The only thing that makes OSX Apple hardware-specific is that Apple put a
check to try to prevent it from being installed on hardware they didn't
produce. I can install OSX on non-Apple hardware just fine via hacks. I can
also install OSX 10.9 on any Intel Mac that has the horsepower to support it.

Firmware is specific to a set of revisions of a specific board. I can't use
N40L mainboard firmware on an N54L and vice versa. I may not even be able to
use the same firmware on every board inside those lines.

> the software is necessary for the hardware to operate correctly

OSX is absolutely not required for Apple hardware to function correctly. I can
install Linux and Windows on any Intel Mac, and Linux on any PPC Mac.

> Of course, no analogy is perfect, but those are the commonalities I see.
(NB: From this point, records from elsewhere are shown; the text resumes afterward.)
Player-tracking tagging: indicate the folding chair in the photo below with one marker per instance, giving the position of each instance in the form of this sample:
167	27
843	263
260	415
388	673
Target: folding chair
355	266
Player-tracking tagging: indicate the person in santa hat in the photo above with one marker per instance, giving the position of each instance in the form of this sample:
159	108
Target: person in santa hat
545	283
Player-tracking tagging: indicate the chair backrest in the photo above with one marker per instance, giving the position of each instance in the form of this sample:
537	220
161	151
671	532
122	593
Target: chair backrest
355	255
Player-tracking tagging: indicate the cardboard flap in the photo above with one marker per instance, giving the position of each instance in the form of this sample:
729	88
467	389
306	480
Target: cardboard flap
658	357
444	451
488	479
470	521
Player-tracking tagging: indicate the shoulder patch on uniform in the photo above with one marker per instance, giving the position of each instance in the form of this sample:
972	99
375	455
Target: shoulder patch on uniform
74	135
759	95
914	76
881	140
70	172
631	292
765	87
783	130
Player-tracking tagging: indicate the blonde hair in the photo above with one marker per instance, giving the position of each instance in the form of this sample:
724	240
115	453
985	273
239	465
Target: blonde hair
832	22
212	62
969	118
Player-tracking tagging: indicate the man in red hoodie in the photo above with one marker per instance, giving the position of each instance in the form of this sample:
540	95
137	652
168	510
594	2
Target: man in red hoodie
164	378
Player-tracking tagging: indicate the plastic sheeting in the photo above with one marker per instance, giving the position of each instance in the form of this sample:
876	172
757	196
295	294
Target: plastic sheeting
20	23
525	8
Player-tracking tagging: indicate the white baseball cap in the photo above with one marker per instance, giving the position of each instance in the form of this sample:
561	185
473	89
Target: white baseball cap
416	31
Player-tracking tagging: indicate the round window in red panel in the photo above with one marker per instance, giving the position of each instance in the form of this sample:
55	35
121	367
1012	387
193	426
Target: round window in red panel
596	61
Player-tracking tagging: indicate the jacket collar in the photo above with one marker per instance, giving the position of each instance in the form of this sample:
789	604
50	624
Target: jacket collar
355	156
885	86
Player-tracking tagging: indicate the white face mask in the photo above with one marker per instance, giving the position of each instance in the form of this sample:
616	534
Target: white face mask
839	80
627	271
The analogy is shit. I can find commonalities in blue whales and elephants,
but they are very different creatures. Firmware is a set of instructions for a
special-purpose controller in a specific circuit. Software is a set of
instructions for a general-purpose computer of a certain architecture.

------
cones688
I agree that its a bit of an annoyance for those of us who do use N40L or
N54Ls as they are brilliant home servers.

However this:

> That’s a hefty price to pay to fix what is arguably a defect in the original
> product

What a blatant lie. How can it be a defect in the original product for an
operating system which is brought out months after release of the hardware.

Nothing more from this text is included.